Ainda com dificuldade de assimilar todas as demandas da nova geração me preparo para o meu filho. Alguns exemplares desses jovens estão dando um tilt. Um se sentiu perdido com o término do relacionamento, a droga o achou. O sinal verde abriu, mas o carro 2.0 turbo com muitos quilômetros de estrada pela frente já bateu e não anda mais, ele não sabia o que era vermelho, ou não respeitava, ou ainda achava que não cruzaria com nenhum obstáculo na sua vida vazia, sem sentido e sem sinais. Ainda não criaram um martelinho de ouro mental.
Uma família aplaude o filho de sucesso social, passou em todos os concursos e agora esse modelo de cidadão perfeito aos 33 anos, consumidor dos bens de consumo capitalistas, já tinha tudo, só não preenchia o vazio que o acompanhava, a droga o achou e seus punhos e mãos ameaçam a vida da esposa. E agora meu Deus?
Esse é exatamente o ponto que quero chegar. Será que a falta de internalização, de conhecimento e auto aceitação nos faz sair em busca de um preenchimento também vazio em sua essência? 
A cultura oriental é fabulosa. Enquanto no ocidente nos sentimos vivos com a mente freneticamente processando dados e fazendo o corpo acompanhar as diversas experiências sensoriais capitais consumidas, no oriente o nirvana é atingido no vazio de pensamentos em atitudes relaxantes onde se busca calmamente esvaziar a mente.
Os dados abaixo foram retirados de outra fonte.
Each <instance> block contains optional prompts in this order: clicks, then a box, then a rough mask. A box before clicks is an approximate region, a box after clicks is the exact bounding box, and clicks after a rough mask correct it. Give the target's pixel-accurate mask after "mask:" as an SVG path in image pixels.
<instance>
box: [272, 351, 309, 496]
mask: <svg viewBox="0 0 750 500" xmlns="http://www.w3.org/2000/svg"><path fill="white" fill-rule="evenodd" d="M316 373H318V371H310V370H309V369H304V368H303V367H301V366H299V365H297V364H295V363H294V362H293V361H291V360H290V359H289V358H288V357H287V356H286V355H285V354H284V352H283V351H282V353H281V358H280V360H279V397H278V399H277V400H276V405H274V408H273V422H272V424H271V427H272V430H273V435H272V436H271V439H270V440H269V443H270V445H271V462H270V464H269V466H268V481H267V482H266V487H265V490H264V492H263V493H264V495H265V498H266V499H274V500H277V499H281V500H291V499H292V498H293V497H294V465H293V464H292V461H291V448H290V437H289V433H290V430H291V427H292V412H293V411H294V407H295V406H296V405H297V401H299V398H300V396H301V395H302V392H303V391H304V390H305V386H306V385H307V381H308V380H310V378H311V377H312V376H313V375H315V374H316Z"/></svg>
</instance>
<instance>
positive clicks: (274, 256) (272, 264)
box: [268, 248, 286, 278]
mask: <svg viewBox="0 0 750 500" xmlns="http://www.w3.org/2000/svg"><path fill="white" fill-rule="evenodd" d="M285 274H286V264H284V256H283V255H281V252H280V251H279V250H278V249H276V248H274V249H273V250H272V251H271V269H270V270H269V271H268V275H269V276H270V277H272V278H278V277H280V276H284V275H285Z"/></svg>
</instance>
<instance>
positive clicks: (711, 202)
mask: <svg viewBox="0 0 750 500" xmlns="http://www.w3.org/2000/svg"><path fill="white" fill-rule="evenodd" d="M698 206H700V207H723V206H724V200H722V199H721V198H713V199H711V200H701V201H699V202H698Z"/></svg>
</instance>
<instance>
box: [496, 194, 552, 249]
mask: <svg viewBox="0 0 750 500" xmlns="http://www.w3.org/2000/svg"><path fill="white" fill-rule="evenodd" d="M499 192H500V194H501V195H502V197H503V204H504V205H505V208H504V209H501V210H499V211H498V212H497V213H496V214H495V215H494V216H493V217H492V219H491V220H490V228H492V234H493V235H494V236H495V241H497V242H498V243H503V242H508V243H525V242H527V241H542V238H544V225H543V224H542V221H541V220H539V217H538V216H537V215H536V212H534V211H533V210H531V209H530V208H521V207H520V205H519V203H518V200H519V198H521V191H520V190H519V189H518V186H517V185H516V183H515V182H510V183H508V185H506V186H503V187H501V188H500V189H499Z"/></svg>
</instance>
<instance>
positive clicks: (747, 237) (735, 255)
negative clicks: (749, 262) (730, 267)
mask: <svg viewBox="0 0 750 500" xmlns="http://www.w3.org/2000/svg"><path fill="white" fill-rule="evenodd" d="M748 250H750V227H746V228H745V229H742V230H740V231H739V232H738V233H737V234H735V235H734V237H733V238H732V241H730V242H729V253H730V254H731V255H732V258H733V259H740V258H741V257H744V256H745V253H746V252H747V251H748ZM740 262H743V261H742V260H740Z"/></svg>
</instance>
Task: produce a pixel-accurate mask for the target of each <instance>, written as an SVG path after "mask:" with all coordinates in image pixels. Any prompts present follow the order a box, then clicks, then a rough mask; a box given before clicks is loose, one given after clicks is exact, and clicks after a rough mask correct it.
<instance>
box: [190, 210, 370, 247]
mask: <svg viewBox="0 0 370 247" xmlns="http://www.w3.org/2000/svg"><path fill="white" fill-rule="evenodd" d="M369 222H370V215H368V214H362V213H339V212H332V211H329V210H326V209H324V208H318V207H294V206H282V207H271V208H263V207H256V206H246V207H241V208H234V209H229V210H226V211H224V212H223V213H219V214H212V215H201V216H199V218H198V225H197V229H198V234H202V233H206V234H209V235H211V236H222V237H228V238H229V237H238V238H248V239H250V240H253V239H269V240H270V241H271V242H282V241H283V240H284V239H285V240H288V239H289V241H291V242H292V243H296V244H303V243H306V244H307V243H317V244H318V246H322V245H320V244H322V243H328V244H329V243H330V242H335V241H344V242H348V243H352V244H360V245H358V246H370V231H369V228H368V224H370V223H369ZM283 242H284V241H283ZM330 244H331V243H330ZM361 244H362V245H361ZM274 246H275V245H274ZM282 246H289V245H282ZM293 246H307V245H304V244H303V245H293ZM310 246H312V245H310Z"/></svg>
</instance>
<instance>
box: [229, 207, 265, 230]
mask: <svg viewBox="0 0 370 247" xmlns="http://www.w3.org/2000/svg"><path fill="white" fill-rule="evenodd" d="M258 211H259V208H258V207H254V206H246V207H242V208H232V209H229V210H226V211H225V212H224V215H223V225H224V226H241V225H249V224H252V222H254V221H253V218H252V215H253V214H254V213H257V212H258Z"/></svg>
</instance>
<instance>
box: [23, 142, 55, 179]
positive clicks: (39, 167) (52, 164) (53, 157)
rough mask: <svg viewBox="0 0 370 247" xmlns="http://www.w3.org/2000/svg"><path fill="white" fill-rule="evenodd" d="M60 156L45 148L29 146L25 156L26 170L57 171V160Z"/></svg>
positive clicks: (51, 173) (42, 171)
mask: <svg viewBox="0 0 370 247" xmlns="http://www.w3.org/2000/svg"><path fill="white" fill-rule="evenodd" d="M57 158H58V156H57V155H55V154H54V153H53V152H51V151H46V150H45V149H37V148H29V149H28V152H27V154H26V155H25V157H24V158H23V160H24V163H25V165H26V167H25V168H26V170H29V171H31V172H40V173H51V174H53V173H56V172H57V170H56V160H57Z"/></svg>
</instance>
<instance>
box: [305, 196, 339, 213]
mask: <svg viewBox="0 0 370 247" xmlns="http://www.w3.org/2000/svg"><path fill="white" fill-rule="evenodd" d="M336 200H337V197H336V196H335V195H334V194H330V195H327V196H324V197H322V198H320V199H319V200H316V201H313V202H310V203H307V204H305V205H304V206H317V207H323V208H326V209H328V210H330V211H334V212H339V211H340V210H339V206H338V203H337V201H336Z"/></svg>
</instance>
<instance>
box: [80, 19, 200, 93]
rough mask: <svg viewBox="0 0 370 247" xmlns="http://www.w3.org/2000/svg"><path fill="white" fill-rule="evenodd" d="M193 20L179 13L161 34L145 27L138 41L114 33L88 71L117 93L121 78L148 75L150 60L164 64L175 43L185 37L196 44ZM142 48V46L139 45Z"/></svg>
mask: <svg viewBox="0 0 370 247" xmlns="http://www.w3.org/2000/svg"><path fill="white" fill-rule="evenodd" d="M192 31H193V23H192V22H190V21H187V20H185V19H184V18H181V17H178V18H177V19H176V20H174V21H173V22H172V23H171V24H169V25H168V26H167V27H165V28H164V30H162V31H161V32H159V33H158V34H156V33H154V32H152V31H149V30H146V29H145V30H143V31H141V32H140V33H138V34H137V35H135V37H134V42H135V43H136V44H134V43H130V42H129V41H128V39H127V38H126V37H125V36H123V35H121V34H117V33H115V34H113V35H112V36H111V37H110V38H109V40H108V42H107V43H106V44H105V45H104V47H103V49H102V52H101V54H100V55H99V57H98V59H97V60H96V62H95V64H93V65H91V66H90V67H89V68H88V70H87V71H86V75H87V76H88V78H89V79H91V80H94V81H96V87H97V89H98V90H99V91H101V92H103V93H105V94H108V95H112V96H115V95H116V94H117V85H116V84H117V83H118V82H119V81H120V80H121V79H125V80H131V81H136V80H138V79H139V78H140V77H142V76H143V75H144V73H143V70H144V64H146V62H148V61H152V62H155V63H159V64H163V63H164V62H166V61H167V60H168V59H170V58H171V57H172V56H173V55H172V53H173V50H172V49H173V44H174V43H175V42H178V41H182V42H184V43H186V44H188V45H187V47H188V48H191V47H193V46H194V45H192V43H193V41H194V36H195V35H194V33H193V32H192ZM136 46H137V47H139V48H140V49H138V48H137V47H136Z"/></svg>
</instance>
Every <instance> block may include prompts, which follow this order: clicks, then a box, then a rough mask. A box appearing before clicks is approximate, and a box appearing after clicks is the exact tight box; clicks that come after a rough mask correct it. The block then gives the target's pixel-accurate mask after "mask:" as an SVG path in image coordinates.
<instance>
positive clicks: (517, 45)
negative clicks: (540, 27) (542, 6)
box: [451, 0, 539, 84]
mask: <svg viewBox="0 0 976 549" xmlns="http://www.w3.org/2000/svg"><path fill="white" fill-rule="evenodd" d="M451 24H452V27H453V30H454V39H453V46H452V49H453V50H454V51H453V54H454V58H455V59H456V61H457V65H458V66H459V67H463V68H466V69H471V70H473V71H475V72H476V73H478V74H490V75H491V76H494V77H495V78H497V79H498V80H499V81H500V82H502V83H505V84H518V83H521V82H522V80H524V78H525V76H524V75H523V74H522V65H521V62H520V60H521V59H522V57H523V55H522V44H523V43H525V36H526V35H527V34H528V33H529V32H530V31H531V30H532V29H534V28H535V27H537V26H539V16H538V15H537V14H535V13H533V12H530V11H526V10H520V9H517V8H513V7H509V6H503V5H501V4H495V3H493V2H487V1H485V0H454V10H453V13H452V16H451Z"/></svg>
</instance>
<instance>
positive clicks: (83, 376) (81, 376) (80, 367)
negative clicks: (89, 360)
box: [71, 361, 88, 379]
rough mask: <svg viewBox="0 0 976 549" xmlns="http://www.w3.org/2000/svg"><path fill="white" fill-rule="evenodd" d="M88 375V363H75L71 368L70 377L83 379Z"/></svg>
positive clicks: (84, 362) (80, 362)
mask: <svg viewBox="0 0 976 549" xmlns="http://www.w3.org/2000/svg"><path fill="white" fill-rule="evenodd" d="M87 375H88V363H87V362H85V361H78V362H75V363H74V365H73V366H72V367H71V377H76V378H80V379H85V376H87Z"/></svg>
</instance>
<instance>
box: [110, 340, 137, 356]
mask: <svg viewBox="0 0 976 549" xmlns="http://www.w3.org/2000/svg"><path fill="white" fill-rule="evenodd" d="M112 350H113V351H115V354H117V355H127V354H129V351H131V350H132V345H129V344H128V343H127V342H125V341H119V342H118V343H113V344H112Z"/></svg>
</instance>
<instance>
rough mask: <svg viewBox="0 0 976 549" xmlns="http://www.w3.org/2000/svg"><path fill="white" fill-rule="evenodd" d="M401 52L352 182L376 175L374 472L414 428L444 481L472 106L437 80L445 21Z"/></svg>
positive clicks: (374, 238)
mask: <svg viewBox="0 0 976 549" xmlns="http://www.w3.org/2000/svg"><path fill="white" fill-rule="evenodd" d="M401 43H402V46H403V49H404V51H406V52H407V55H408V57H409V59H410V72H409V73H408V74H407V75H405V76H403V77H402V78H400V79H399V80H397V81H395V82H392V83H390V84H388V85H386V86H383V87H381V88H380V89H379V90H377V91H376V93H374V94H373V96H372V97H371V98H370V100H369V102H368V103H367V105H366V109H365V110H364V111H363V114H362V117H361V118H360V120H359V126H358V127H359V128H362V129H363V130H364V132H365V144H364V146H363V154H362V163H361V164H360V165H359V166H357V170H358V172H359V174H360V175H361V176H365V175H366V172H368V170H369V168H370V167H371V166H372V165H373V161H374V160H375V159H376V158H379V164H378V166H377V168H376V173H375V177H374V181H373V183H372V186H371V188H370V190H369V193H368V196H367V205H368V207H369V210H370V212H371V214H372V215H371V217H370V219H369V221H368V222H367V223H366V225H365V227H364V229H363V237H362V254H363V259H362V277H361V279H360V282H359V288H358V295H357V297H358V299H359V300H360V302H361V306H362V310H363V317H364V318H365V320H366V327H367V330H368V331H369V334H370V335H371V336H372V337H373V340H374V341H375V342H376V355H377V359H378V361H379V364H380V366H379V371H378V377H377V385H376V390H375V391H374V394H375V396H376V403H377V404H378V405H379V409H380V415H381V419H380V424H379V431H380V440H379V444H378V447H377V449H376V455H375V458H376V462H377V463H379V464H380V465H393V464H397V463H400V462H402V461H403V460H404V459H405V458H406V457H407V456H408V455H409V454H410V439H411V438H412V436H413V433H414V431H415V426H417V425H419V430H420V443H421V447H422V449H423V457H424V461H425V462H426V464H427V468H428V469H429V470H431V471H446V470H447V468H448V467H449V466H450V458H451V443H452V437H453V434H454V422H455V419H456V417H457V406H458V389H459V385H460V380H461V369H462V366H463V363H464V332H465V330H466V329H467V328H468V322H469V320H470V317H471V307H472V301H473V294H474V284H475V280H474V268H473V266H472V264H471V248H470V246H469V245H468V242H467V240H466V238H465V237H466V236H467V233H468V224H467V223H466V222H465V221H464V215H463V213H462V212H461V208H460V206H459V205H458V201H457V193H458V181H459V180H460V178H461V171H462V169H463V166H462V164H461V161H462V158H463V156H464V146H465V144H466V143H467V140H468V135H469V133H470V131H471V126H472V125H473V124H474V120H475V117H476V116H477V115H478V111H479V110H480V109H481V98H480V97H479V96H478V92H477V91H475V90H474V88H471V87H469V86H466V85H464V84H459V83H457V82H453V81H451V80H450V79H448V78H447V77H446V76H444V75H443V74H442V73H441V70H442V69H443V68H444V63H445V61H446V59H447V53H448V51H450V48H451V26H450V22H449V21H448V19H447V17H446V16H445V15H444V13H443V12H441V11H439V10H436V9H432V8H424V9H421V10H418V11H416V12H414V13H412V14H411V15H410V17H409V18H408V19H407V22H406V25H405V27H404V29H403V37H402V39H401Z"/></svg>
“Aqui se faz, aqui se paga”. Vivemos numa redoma de medo maquiavélico. Esperamos da traição uma vingança justiceira. É um mundo onde se trabalha o percentual controlador humano. Esse egoísmo era a essência da obra “O Príncipe”, um manual de poder e trapaça sem limites. “Os fins justificam os meios”. Mesmo que não sejamos maus, encaramos uma vida de probabilidades, calculamos o futuro no presente, por vezes baseados em culpas, medos e remorsos. Seria o futuro do pretérito que eu estudava pensando ser aula de português? Será que estaremos fadados a olhar pra trás e bater de frente? 
Há de existir uma conexão do corpo com a mente. As vezes passamos o dia relaxando o corpo, mas os pensamentos ficam entediados. Em outras ocasiões a mente fraqueja e a imunidade  também padece. Mas ora bolas, as máquinas são assim. Meu carro tem controle de tração, ABS, frenagem autônoma, air bags. Tudo isso  automática e rapidamente, respondendo a estímulos presentes em sua codificação para interpretação e ação. Hj em dia campo de trabalho criado para robotização em substituição à certos trabalhos humanos. A diferença é que máquinas não pensam ainda. Quando elas um dia o fizerem seremos Deuses pra elas? Se a resposta for afirmativa seria mais pelo medo de sermos capazes de cortar seus fios ou mais pela gratidão de os termos criado? 
O meu amigo ateu está muito feliz porque o homem conseguiu finalmente saber a localização da terra no sistema galáctico. Ele tem convicção de que a industrialização vai acabar com a camada de ozônio. O último habitante daqui um dia dirá: “nem penso e nem existo”.
Apesar de vivermos numa época de paz, se eu pudesse escolher seria um índio no Brasil antes de Cabral.